Extracting Transcription Without Using input_audio.input_transcription in OpenAI API

toontown · March 11, 2025, 5:08am

Hi everyone,

I’m working with OpenAI’s real-time transcription API and noticed that input_audio.input_transcription provides the transcribed text. However, I want to extract the transcription using a different approach—without relying on this built-in property.

Are there any other event properties or API methods that can provide the transcribed text? Specifically, is there a way to get the transcription from the response object or another API event?

Would appreciate any insights or alternative approaches!

Thanks!

Foxalabs · March 11, 2025, 5:19am

You could try storing the audio that gets sent and passing that to the whisper API directly, or to a 3rd party transcription service.

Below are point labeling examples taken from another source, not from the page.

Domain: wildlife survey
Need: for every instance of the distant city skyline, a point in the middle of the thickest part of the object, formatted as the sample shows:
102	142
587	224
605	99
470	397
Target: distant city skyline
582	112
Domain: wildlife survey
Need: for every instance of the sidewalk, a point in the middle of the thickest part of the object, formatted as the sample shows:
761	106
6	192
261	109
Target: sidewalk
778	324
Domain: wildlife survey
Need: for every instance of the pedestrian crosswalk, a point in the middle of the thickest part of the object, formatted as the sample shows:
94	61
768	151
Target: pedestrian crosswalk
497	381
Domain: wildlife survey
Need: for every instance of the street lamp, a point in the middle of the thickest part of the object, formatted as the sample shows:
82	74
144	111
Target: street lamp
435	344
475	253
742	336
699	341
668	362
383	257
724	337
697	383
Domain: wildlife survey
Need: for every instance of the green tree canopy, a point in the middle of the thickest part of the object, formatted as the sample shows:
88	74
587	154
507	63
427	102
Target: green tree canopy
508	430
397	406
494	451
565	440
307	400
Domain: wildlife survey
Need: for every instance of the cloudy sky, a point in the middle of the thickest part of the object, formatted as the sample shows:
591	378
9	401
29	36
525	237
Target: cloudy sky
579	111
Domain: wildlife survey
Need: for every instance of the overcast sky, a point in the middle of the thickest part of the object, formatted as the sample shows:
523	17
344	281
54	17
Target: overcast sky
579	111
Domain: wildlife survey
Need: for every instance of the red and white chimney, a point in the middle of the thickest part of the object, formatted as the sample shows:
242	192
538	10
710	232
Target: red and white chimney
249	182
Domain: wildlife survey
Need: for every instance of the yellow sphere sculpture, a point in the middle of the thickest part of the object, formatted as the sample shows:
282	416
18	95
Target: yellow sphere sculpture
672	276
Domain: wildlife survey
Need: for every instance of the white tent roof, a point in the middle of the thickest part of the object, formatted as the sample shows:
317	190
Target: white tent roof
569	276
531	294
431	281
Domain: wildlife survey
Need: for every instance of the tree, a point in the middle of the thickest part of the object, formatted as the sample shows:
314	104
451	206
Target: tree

_j · March 11, 2025, 5:19am

Sure. OpenAI’s speech-to-text engine is called Whisper, and it has its own API endpoint, where you can send audio and receive a transcription, at a significantly lower price than audio inputs sent to GPT-4o-audio models (which are AI for actually doing more thinking and generating AI-powered chat responses.)

The transcription that you receive along with the realtime API response is actually powered by Whisper, using the AI’s generated speech as an input, so a separate call to Whisper will likely not be all that different in quality. You can also use Whisper for a transcript of what the user said as input, for presentation in a chat user interface.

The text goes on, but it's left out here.